To fill above uniform block, use code below:


glBindBuffer(GL_UNIFORM_BUFFER, uboBuffer2);
glBindBufferBase(GL_UNIFORM_BUFFER, tiles.bindingPoint, uboBuffer2);

glBufferSubData(GL_UNIFORM_BUFFER, tiles.locations[0], tiles.sizes[0]*4*sizeof(GLint), tiles.tiilet);
glBufferSubData(GL_UNIFORM_BUFFER, tiles.locations[1], tiles.sizes[1]*4*sizeof(GLfloat), tiles.horizontalLevel);
glBufferSubData(GL_UNIFORM_BUFFER, tiles.locations[2], tiles.sizes[2]*4*sizeof(GLfloat), tiles.verticalLevel);

While there is std140 layout, you cannot rely on it. Actually code above doesn't need it, it's just to make AMD happy.

Have a nice day :)

Alfonse Reinheart
04-18-2016, 07:50 AM
While there is std140 layout, you cannot rely on it.

No, you can rely on `std140` layout. Your code simply didn't.


layout(shared) uniform TILES


layout(std140, shared, column_major) uniform TILES

Both of these use `shared`, not `std140` (FYI: if you put multiple values that are mutually exclusive in `layout`, then the last one takes precedence). If you use `shared`, you must query the shader for the offsets, strides, and so forth for everything.

That's not to say that there aren't issues with some driver's support for `std140` (though these are primarily around the use of 3-element vectors). But before you can claim you're getting a driver bug, you have to actually be using `std140` layout. And you aren't.

mamannon
04-18-2016, 09:38 AM
No, you can rely on `std140` layout. Your code simply didn't.

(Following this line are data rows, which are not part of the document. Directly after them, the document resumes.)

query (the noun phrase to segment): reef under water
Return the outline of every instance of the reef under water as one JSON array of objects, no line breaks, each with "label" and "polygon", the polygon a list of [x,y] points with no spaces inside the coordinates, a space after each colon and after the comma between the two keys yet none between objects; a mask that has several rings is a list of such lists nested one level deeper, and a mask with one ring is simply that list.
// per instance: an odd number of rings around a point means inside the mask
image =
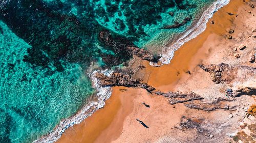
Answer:
[{"label": "reef under water", "polygon": [[0,142],[47,134],[95,92],[89,68],[121,66],[127,45],[161,48],[214,1],[1,1]]}]

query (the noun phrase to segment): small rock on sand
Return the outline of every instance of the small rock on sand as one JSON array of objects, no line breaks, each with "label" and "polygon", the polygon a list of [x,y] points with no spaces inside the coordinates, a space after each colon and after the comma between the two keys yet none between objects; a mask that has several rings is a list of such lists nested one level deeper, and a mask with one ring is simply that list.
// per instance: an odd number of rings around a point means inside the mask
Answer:
[{"label": "small rock on sand", "polygon": [[232,36],[230,35],[228,35],[227,37],[226,37],[226,39],[232,39]]},{"label": "small rock on sand", "polygon": [[232,118],[232,117],[233,117],[233,115],[232,115],[231,113],[230,113],[230,114],[228,116],[228,118]]},{"label": "small rock on sand", "polygon": [[239,54],[238,53],[236,53],[234,54],[234,57],[237,58],[237,59],[240,58]]},{"label": "small rock on sand", "polygon": [[240,126],[240,128],[242,129],[244,129],[246,127],[245,124],[243,122],[239,123],[239,126]]},{"label": "small rock on sand", "polygon": [[239,47],[238,47],[238,48],[240,50],[243,50],[244,48],[245,48],[246,47],[246,46],[245,46],[245,44],[241,44]]},{"label": "small rock on sand", "polygon": [[232,33],[234,33],[234,30],[232,29],[232,28],[229,29],[228,31],[229,34],[232,34]]}]

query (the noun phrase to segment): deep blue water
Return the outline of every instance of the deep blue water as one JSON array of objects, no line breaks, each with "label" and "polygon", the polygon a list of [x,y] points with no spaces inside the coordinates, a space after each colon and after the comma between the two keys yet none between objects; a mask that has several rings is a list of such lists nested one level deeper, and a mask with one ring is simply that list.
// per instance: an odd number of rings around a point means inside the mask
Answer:
[{"label": "deep blue water", "polygon": [[[132,56],[127,44],[157,55],[213,1],[0,2],[0,142],[30,142],[49,133],[94,93],[90,67],[121,65]],[[117,46],[99,40],[103,31]]]}]

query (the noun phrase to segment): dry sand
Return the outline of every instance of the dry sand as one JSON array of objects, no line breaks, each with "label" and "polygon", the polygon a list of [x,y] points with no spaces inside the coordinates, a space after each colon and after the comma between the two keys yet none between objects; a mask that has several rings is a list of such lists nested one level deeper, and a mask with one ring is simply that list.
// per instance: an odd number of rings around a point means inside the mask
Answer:
[{"label": "dry sand", "polygon": [[[144,81],[148,81],[149,84],[162,92],[193,91],[209,99],[223,96],[224,85],[214,83],[208,74],[197,65],[202,63],[219,64],[226,62],[255,66],[255,63],[244,62],[248,61],[250,50],[256,47],[256,42],[247,38],[253,26],[255,26],[256,18],[252,14],[256,14],[256,9],[250,8],[248,1],[246,1],[231,0],[230,4],[220,9],[209,20],[213,20],[215,24],[208,22],[204,32],[175,52],[169,64],[153,67],[148,62],[143,62],[146,68],[138,72],[144,72],[142,74]],[[255,1],[249,3],[256,6]],[[247,13],[249,11],[251,14]],[[230,16],[227,12],[238,16]],[[235,31],[231,34],[233,38],[227,40],[225,38],[226,30],[230,28]],[[241,58],[238,60],[233,56],[233,46],[242,41],[250,44],[250,46],[246,49],[248,51],[239,51]],[[188,70],[191,75],[186,73]],[[180,74],[177,76],[178,71]],[[123,89],[127,90],[120,91]],[[239,105],[242,107],[255,103],[253,98],[241,97]],[[144,106],[143,102],[149,104],[150,108]],[[234,117],[230,119],[227,117],[231,112],[229,111],[208,112],[189,109],[182,104],[171,105],[163,97],[150,95],[144,90],[124,87],[114,87],[112,95],[106,102],[104,108],[82,123],[66,130],[57,142],[223,142],[230,139],[225,133],[238,130],[232,124],[237,124],[242,121],[243,113],[242,108],[238,110],[236,116],[233,113]],[[208,125],[205,126],[208,132],[216,133],[215,137],[210,138],[209,134],[205,136],[205,132],[199,133],[196,129],[183,131],[174,128],[183,116],[203,120]],[[136,119],[144,122],[149,128],[139,124]]]}]

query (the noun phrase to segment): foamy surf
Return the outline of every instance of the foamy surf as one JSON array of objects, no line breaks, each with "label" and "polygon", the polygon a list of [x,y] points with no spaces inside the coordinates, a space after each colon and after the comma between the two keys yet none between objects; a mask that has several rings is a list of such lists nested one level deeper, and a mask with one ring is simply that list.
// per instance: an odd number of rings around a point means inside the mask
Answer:
[{"label": "foamy surf", "polygon": [[[161,54],[161,58],[159,61],[162,64],[168,64],[170,63],[174,55],[174,52],[178,50],[185,42],[195,38],[202,33],[206,28],[206,23],[211,18],[214,14],[220,8],[227,5],[229,0],[218,0],[214,2],[202,14],[201,17],[193,27],[187,31],[182,37],[179,38],[176,42],[170,46],[164,48]],[[152,66],[156,65],[156,63],[151,62]],[[158,65],[159,66],[159,65]],[[102,87],[97,84],[97,79],[94,76],[96,72],[101,72],[107,76],[109,76],[112,71],[110,70],[94,71],[90,77],[93,83],[94,87],[96,89],[98,101],[87,103],[81,110],[73,116],[61,121],[48,135],[34,140],[33,142],[54,142],[59,139],[66,130],[74,124],[80,123],[87,117],[91,116],[97,109],[103,107],[105,105],[105,101],[109,99],[112,93],[111,87]]]},{"label": "foamy surf", "polygon": [[96,72],[102,73],[107,76],[110,76],[112,71],[108,70],[94,71],[90,74],[90,77],[93,84],[93,87],[96,89],[96,96],[98,101],[96,102],[89,101],[78,113],[69,118],[61,121],[54,128],[54,130],[48,135],[34,140],[33,142],[51,143],[55,142],[60,138],[61,135],[69,127],[73,126],[74,124],[80,123],[86,118],[91,116],[97,109],[103,107],[105,105],[105,101],[109,99],[111,95],[112,89],[110,87],[102,87],[98,84],[98,79],[94,76]]},{"label": "foamy surf", "polygon": [[[161,62],[161,65],[169,64],[174,56],[175,51],[185,43],[196,38],[205,30],[206,23],[208,20],[212,17],[214,14],[221,8],[228,4],[229,3],[229,0],[218,0],[204,11],[198,22],[185,32],[174,44],[163,48],[161,54],[161,58],[159,60]],[[150,64],[153,66],[159,66],[152,62],[150,62]]]}]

Yes, that's true... I tested it without 'std140' and it worked. While debuggin I just added all bells and giggles to get it working. :p

I didn't claim I found a driver bug, it was just a suggestion between my code and driver code. :sick: However, say what you say, AMD driver is limited compared to NVIDIA.

Alfonse Reinheart
04-18-2016, 10:36 AM
I tested it without 'std140' and it worked.

You got lucky; that doesn't mean your code works. Just like a wild write won't necessarily crash your program, but that doesn't mean your program "works".

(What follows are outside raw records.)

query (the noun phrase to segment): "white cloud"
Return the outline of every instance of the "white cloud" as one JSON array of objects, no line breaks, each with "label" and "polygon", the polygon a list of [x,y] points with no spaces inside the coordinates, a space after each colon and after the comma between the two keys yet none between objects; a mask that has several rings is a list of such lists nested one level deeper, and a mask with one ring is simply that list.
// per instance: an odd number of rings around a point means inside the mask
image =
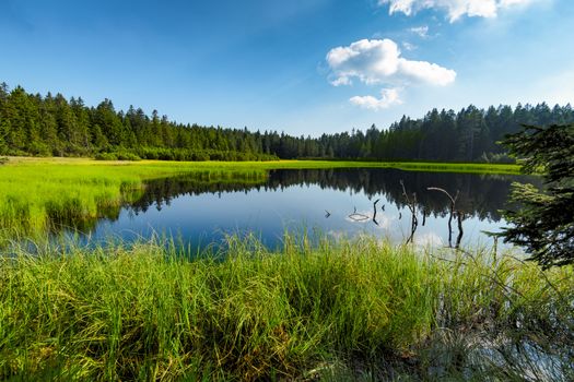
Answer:
[{"label": "white cloud", "polygon": [[378,0],[378,4],[389,4],[389,14],[401,12],[408,16],[423,9],[442,9],[454,22],[464,15],[495,17],[501,9],[526,5],[532,1],[537,0]]},{"label": "white cloud", "polygon": [[353,105],[370,110],[383,110],[387,109],[393,105],[400,105],[402,100],[399,97],[399,91],[397,88],[384,88],[380,91],[380,98],[373,96],[354,96],[349,102]]},{"label": "white cloud", "polygon": [[445,86],[453,83],[456,72],[426,61],[412,61],[401,57],[390,39],[362,39],[348,47],[337,47],[327,53],[327,63],[335,79],[331,84],[351,85],[358,79],[367,85],[430,84]]},{"label": "white cloud", "polygon": [[402,47],[409,51],[417,49],[417,46],[414,44],[410,44],[407,41],[402,43]]},{"label": "white cloud", "polygon": [[414,33],[415,35],[419,35],[419,37],[421,38],[429,37],[429,26],[427,25],[412,27],[409,31]]}]

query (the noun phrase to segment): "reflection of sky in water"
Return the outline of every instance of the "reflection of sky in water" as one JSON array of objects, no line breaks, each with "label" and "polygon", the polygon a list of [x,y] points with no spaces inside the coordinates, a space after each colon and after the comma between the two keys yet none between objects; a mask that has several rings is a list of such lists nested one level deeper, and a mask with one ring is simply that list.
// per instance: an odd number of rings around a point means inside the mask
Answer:
[{"label": "reflection of sky in water", "polygon": [[[373,201],[377,204],[377,222],[355,222],[349,217],[356,208],[358,214],[373,216]],[[383,211],[382,207],[385,207]],[[445,196],[445,207],[447,198]],[[246,234],[254,231],[268,247],[280,244],[285,230],[301,232],[319,231],[332,238],[353,238],[358,235],[373,235],[391,242],[405,242],[411,231],[411,215],[407,207],[399,208],[383,193],[370,199],[364,192],[321,189],[316,184],[289,186],[283,189],[253,189],[230,191],[220,194],[201,193],[174,196],[169,205],[152,205],[145,212],[134,213],[124,208],[117,220],[103,220],[92,238],[105,239],[109,235],[132,240],[150,237],[152,232],[180,237],[192,247],[219,241],[223,232]],[[327,212],[330,215],[327,217]],[[448,216],[427,216],[414,235],[418,246],[446,246],[448,243]],[[462,246],[491,244],[492,239],[481,234],[495,231],[504,222],[480,220],[467,217],[464,223]],[[456,219],[453,220],[453,244],[458,235]]]}]

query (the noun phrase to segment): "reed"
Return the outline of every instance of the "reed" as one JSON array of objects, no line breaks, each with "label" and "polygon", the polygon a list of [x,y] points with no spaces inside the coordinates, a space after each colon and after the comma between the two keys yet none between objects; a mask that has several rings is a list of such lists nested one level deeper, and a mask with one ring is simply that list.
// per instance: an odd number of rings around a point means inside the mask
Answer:
[{"label": "reed", "polygon": [[0,379],[573,375],[572,267],[368,238],[283,242],[230,236],[195,260],[163,241],[15,247],[0,259]]}]

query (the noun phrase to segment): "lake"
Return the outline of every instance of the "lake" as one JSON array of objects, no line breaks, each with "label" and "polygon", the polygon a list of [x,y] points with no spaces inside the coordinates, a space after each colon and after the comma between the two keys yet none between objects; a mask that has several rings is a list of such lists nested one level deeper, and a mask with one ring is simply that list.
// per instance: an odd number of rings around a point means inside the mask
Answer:
[{"label": "lake", "polygon": [[[371,235],[418,246],[454,247],[457,239],[461,246],[492,246],[484,232],[506,225],[500,211],[506,207],[513,181],[539,180],[380,168],[271,170],[255,181],[184,175],[148,181],[130,203],[81,230],[91,242],[166,235],[191,248],[221,243],[227,234],[249,232],[276,248],[285,231],[333,239]],[[449,235],[448,195],[429,188],[458,193],[460,238],[456,215]],[[413,206],[418,224],[411,237]]]}]

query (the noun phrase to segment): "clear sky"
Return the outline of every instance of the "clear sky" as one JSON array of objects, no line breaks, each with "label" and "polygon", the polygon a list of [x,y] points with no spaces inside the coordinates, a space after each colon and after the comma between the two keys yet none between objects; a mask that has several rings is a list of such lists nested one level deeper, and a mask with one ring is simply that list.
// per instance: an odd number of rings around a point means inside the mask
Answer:
[{"label": "clear sky", "polygon": [[318,135],[574,104],[572,0],[0,0],[0,82]]}]

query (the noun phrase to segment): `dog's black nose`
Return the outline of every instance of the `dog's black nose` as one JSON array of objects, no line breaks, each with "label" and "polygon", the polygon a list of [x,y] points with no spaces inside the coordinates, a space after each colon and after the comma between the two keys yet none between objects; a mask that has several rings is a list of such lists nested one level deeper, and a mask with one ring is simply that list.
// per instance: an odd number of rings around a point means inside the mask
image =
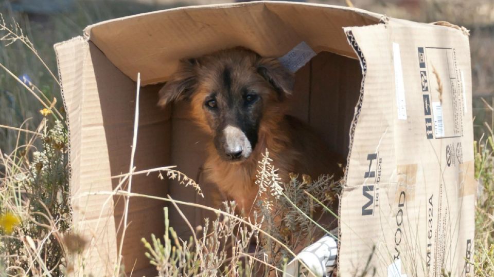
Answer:
[{"label": "dog's black nose", "polygon": [[238,160],[242,156],[242,150],[226,153],[226,156],[230,160]]}]

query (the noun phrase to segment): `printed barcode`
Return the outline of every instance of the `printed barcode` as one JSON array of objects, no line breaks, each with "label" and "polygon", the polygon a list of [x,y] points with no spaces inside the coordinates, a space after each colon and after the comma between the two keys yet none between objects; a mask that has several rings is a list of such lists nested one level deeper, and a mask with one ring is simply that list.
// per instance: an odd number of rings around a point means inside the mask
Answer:
[{"label": "printed barcode", "polygon": [[440,102],[432,102],[434,114],[434,131],[436,137],[444,136],[444,125],[443,123],[443,107]]}]

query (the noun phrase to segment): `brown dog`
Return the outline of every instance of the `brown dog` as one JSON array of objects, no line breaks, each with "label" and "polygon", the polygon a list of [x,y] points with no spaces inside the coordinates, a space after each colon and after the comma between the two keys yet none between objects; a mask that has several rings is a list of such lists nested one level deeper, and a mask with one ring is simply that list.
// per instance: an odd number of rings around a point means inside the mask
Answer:
[{"label": "brown dog", "polygon": [[[275,58],[242,48],[183,61],[160,92],[159,104],[188,99],[211,140],[206,178],[249,212],[257,194],[258,161],[267,148],[279,176],[336,173],[337,156],[308,126],[287,115],[294,77]],[[248,214],[244,214],[248,216]]]}]

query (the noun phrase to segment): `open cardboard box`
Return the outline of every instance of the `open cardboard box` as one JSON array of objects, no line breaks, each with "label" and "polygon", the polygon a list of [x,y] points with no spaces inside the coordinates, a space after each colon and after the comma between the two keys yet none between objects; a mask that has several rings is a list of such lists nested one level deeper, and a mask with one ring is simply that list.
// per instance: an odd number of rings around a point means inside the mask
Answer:
[{"label": "open cardboard box", "polygon": [[[179,60],[236,46],[280,57],[302,42],[318,54],[296,73],[291,113],[348,157],[340,274],[361,272],[369,257],[380,276],[471,271],[477,185],[464,30],[358,9],[266,2],[111,20],[55,46],[70,132],[74,229],[91,242],[78,274],[114,273],[123,201],[98,192],[112,191],[119,180],[112,176],[129,172],[138,72],[136,170],[175,165],[196,179],[208,138],[187,103],[156,105]],[[132,186],[206,204],[214,189],[202,187],[204,200],[191,187],[142,175]],[[122,249],[128,272],[154,272],[140,238],[163,233],[166,205],[131,199]],[[182,208],[193,224],[202,223],[201,211]],[[170,220],[188,238],[173,209]]]}]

I didn't claim I found a driver bug

"It is due to the bug on AMD driver,..." I don't know how to interpret that as anything except an accusation of there possibly being a bug in AMD's drivers.

mamannon
04-18-2016, 11:06 AM
"It is due to the bug on AMD driver,..." I don't know how to interpret that as anything except an accusation of there possibly being a bug in AMD's drivers.

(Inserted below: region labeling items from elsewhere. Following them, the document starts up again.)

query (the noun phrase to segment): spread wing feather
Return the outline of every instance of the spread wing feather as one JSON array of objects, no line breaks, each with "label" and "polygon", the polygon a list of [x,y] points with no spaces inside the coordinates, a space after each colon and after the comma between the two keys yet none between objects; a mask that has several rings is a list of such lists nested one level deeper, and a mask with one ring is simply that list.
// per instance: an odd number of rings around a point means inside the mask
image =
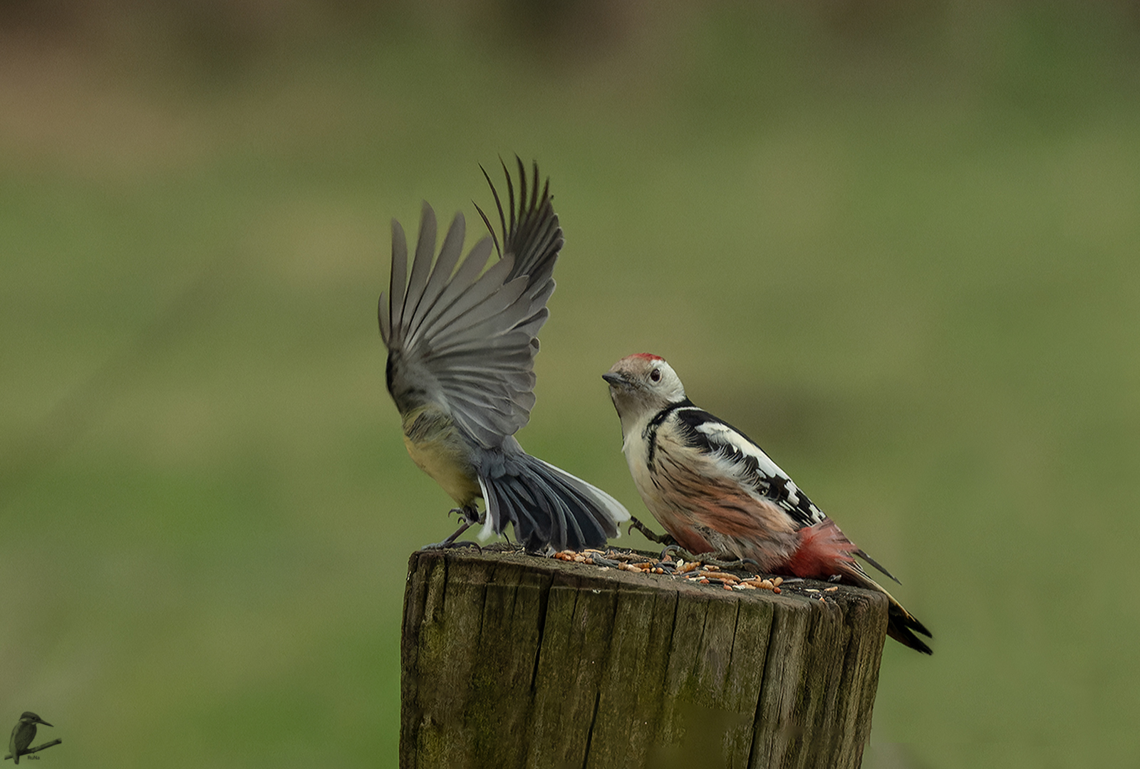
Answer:
[{"label": "spread wing feather", "polygon": [[500,242],[481,210],[491,238],[461,259],[465,223],[457,215],[435,256],[435,213],[425,203],[410,273],[404,229],[393,221],[390,285],[377,308],[388,388],[400,411],[442,404],[484,448],[503,445],[530,418],[537,334],[563,243],[549,182],[539,188],[537,164],[528,180],[519,161],[518,202],[510,173],[506,186],[508,213],[491,185],[502,252],[486,270]]}]

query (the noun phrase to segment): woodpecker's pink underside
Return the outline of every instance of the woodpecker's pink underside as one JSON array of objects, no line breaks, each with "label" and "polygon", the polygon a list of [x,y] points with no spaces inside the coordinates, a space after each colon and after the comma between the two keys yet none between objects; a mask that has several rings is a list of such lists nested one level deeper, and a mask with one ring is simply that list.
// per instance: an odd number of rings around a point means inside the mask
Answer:
[{"label": "woodpecker's pink underside", "polygon": [[839,531],[834,521],[826,518],[796,533],[799,546],[785,565],[789,572],[796,576],[822,579],[849,571],[845,565],[855,561],[852,553],[858,548]]}]

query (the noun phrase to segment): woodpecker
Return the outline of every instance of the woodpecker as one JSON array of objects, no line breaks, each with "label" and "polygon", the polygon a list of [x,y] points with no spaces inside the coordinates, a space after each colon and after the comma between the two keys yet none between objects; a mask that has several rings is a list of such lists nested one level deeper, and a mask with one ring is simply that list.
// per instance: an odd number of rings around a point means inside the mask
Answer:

You should read my original sentence to the end.

mhagain
04-18-2016, 12:45 PM
Reading the original sentence, to the end, we get:

It is due to the bug on AMD driver, I think, or maybe my original code didn't obey OpenGL specification and AMD couldn't swallow it.

However we also see statements like "Actually code above doesn't need it, it's just to make AMD happy" and "say what you say, AMD driver is limited compared to NVIDIA".